Centre for Surface Chemistry and Catalysis, KU Leuven , Kasteelpark Arenberg 23 - box 2461, 3001 Heverlee, Belgium.
Environ Sci Technol. 2015 Feb 3;49(3):1729-37. doi: 10.1021/es505345r. Epub 2015 Jan 27.
Construction of multibarrier concrete based waste disposal sites and management of alkaline mine drainage water requires cation exchangers combining excellent sorption properties with a high stability and predictable performance in hyper alkaline media. Though highly selective organic cation exchange resins have been developed for most pollutants, they can serve as a growth medium for bacterial proliferation, impairing their long-term stability and introducing unpredictable parameters into the evolution of the system. Zeolites represent a family of inorganic cation exchangers, which naturally occur in hyper alkaline conditions and cannot serve as an electron donor or carbon source for microbial proliferation. Despite their successful application as industrial cation exchangers under near neutral conditions, their performance in hyper alkaline, saline water remains highly undocumented.

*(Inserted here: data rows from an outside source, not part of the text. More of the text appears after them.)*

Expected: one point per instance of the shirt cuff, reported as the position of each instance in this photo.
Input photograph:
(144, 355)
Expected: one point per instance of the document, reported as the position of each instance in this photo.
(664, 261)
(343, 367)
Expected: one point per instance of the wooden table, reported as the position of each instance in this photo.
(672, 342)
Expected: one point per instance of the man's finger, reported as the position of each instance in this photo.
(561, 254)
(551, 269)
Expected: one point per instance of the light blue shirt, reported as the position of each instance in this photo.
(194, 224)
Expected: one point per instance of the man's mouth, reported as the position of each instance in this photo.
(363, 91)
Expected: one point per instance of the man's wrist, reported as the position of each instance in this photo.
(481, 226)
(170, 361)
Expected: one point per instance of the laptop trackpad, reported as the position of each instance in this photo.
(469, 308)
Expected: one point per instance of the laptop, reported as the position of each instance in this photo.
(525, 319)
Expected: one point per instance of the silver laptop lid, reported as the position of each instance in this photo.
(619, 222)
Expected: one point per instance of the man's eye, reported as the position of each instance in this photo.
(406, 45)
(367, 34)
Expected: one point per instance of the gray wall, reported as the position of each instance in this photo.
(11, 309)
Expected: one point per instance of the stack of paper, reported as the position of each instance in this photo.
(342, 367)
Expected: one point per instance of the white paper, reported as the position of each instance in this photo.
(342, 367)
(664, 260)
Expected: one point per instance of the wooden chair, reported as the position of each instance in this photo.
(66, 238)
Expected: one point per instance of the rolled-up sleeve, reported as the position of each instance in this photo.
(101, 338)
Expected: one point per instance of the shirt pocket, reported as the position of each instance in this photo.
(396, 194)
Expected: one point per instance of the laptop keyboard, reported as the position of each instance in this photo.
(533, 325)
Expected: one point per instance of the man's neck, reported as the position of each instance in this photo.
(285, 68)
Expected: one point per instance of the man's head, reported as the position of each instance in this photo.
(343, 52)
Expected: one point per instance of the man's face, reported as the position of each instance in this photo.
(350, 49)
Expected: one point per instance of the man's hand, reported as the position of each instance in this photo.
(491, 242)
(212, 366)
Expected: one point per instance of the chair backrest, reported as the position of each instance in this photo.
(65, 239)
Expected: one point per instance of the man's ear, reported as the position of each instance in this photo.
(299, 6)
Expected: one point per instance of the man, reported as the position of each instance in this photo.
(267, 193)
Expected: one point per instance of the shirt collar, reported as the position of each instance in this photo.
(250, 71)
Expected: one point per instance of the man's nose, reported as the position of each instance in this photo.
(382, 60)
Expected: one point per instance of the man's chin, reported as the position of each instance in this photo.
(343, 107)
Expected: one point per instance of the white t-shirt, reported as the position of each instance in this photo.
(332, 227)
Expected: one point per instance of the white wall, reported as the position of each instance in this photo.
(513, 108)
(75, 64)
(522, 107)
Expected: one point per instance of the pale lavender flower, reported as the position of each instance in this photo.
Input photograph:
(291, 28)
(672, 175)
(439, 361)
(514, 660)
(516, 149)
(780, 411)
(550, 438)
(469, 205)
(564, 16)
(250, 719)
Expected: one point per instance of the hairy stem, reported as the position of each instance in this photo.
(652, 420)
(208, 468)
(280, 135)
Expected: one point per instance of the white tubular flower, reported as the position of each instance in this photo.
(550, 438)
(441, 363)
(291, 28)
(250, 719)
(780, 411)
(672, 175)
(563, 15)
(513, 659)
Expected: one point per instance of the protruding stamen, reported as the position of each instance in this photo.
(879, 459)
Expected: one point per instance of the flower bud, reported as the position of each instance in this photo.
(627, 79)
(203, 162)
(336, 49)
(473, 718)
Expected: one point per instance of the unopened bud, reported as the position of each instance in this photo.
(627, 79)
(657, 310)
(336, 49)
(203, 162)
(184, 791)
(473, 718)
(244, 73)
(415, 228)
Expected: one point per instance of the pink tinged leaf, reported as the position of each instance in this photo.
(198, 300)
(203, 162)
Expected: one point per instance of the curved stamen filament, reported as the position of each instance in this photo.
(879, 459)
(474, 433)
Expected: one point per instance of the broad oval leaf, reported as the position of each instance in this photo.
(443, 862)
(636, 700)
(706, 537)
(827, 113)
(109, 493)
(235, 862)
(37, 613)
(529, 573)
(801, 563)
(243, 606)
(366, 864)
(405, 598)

Using Cs(+) as a benchmark element, this study aims to assess the long-term cation exchange performance of zeolites in concrete derived aqueous solutions. Comparison of their exchange properties in alkaline media with data obtained in near neutral solutions demonstrated that the cation exchange selectivity remains unaffected by the increased hydroxyl concentration; the cation exchange capacity did however show an unexpected increase in hyper alkaline media.
建设多屏障混凝土垃圾处理场和管理碱性矿山排水需要阳离子交换剂,这些交换剂应具有良好的吸附性能、在高碱性介质中的高稳定性和可预测的性能。尽管已经开发出了针对大多数污染物的高选择性有机阳离子交换树脂,但它们可能成为细菌增殖的生长介质,从而影响其长期稳定性,并为系统的演变引入不可预测的参数。沸石是一类无机阳离子交换剂,它们在高碱性条件下自然存在,不能作为微生物增殖的电子供体或碳源。尽管它们在近中性条件下作为工业阳离子交换剂成功应用,但它们在高碱性、含盐水中的性能仍未得到充分记录。本研究以 Cs(+) 为基准元素,旨在评估沸石在混凝土衍生水溶液中的长期阳离子交换性能。比较碱性介质中的交换性能与近中性溶液中获得的数据表明,阳离子交换选择性不受羟基浓度增加的影响;然而,阳离子交换容量在高碱性介质中出人意料地增加。